More than three months passed, and in this time I went on a road trip to Coorg and another to Shirdi, watched Harry Potter, few other movies—old and new, the reality shows on television, wondered about different things but didn’t write about any! The trip to Shirdi was significant. Sai Baba of Shirdi holds an extremely special place in my existence. He is my guardian angel, and someone who shows me the path from the other side. I was in Shirdi for the first time for a long awaited
darshan. “Why is the earth so cruel?” I asked Him too. “And if I have to feel sad every day witnessing the cruel acts of my fellow humans, how do I live....”
A few weeks back I received a mail from someone called Achala Pani and the contents were such that I went to meet her immediately. Very soon I was introduced to her world of street pups, street dogs, and abandoned breed dogs. I learnt how she along with some volunteers work on a project called Let’s Live Together, how they pick up abandoned pups and injured pups and foster them till they find the pups a loving adopted home. I learnt of stories with happy endings, of how little pups found loving human homes. I felt answers to my angry questions beginning to come....
Then I met Four Little Paws. I met her at Achala’s. She was squatting at the far corner of the room, a little hesitant and looking steadily at me with her little black-pearl like eyes.

All of a few inches high and with specks of white and rust in her otherwise black body, she made a perfect case to fall in love with her. She had been found a week back in a gutter all alone—no mother—no body to look after her—thin, weary, and sick. A volunteer had brought her to Achala’s home. Little Paws was initially terrified of human touch but very soon her flawless little soul recognized a “secure” touch.
I met Little Paws when she was already seven days in a secure healing environment.

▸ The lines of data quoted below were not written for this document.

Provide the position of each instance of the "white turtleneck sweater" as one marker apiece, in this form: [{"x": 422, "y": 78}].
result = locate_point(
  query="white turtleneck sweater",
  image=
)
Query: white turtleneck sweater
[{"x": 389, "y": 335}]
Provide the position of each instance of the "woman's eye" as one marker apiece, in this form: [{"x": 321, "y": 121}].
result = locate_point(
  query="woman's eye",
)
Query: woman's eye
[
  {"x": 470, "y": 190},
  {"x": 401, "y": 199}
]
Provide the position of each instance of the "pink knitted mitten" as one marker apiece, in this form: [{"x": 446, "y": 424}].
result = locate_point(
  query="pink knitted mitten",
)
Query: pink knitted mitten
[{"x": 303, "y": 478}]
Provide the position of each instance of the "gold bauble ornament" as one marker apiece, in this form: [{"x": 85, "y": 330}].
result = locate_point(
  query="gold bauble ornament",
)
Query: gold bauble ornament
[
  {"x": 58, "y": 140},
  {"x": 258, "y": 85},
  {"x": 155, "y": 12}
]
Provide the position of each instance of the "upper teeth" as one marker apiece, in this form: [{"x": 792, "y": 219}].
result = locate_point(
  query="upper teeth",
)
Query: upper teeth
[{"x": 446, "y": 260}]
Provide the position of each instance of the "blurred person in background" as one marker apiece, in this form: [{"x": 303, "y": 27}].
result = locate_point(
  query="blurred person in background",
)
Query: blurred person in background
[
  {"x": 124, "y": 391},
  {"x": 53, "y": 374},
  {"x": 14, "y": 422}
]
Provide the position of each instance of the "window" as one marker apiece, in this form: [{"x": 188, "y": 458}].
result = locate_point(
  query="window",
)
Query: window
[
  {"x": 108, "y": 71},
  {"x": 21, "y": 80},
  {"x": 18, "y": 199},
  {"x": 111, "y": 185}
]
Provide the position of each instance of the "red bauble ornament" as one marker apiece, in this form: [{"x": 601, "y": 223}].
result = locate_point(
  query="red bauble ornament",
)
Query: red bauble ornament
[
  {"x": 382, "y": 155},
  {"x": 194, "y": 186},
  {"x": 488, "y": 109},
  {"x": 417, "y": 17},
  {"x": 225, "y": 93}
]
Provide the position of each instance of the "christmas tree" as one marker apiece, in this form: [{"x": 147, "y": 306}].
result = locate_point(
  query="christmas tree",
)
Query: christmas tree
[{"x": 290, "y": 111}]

She was only 1.5 months old and I was deeply touched by the innocence in her that had seemingly made her put behind the traumatic first few weeks of her life. She enjoyed chewing my fingers with her pointed little teeth and it was a blessed sight to see her hold a biscuit between her two front paws and munch on it like a squirrel.
I was sad to leave the company of Little Paws when it was time to say goodbye. Within a week I was informed that she had been adopted. Another message from God. “Now calm down,” God said. Hmmmmm.... “But I want more. I want more!” I said.
“You will have more.” God said.
I dedicate this post to Four Little Paws and Achala. They got me to create something out of the felt bitterness. They showed me the face of goodness from the highest echelons of the spirit. I wonder what Little Paws is called in her new home. I will hold her close in my memory as those four little paws that chewed my fingers and while at it, made me despair less.